Se mi si chiede:
”Perché dipingi?”
confesso che lì per lì mi sentirei imbarazzato.
Più semplice se penso un po’, e direi che quando
posso dipingere sono felice, anche se soffro con
me stesso.
Potrei spiegarmi meglio ricordando il travaglio e la
gioia della madre.
Vorrei dire che se non potessi dipingere con le mani,
dovrei farlo spiritualmente con gli occhi e con il pensiero.
Se mi si chiede ancora perché ho dipinto il tal quadro e il
tal soggetto, risponderei che il soggetto non mi interessa
per quello che rappresenta, ma per quello che mi serve, e
cioè per costruire la mia composizione architettonica,
o con più spirito una minuscola galassia umana.

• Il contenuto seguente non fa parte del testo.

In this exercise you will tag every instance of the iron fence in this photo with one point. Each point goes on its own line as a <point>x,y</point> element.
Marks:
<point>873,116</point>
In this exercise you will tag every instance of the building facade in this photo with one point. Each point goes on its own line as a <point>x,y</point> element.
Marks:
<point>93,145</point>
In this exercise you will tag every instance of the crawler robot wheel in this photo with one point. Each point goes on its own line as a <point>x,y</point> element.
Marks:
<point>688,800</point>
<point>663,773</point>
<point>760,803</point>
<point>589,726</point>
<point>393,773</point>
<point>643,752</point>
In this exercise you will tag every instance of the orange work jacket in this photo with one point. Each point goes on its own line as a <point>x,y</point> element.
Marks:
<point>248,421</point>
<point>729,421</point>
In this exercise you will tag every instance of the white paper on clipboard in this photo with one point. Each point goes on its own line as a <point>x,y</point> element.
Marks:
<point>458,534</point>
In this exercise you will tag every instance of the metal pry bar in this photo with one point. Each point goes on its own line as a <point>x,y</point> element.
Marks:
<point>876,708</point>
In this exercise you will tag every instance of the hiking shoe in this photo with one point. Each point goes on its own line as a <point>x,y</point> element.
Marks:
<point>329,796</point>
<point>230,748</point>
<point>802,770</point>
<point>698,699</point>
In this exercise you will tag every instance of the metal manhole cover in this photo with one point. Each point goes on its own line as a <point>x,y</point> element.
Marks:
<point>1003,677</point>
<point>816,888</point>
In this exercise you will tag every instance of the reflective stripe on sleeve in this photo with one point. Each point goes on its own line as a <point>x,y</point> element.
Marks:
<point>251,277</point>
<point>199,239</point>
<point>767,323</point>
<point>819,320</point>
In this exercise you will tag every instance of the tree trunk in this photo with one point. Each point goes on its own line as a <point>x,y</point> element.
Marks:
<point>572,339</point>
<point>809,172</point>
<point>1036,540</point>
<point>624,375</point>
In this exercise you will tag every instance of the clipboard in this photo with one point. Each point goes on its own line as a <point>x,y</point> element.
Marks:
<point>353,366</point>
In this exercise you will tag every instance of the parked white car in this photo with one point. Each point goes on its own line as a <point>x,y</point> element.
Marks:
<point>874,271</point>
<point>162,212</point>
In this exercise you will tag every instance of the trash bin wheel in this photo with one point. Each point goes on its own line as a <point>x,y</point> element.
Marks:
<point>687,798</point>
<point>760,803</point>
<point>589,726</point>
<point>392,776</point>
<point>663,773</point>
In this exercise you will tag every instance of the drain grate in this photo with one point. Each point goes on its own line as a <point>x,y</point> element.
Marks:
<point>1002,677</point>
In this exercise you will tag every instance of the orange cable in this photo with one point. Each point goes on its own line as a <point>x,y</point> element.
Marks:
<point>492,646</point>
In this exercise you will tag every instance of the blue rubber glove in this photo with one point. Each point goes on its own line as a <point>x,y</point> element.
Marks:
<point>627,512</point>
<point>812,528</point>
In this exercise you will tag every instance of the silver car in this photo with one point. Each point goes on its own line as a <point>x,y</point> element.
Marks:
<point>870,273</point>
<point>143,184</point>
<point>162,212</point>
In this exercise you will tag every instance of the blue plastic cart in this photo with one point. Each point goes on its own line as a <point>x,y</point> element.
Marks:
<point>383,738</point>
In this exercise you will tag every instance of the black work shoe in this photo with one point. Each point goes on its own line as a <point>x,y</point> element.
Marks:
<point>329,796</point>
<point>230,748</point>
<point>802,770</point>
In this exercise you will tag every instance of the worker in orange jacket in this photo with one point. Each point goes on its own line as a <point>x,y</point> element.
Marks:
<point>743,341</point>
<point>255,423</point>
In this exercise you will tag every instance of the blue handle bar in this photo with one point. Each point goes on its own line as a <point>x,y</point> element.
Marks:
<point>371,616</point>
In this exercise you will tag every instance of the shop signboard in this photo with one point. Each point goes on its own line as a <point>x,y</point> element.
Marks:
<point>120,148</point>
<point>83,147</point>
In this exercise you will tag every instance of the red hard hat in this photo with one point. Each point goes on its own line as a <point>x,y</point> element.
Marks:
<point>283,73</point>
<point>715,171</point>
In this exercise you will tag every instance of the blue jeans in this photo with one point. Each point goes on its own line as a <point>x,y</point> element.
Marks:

Queste cose la mia immaginazione me le ricorda, ed i
personaggi, gli animali, i luoghi, li vedo alla rinfusa come in un
limbo muto, da cui attingo e scelgo come dalla cassetta i tubetti
dei colori.
Di essi (personaggi, ecc.) mi servo come di elementi
singoli per formare un’immaginaria palla atmosferica.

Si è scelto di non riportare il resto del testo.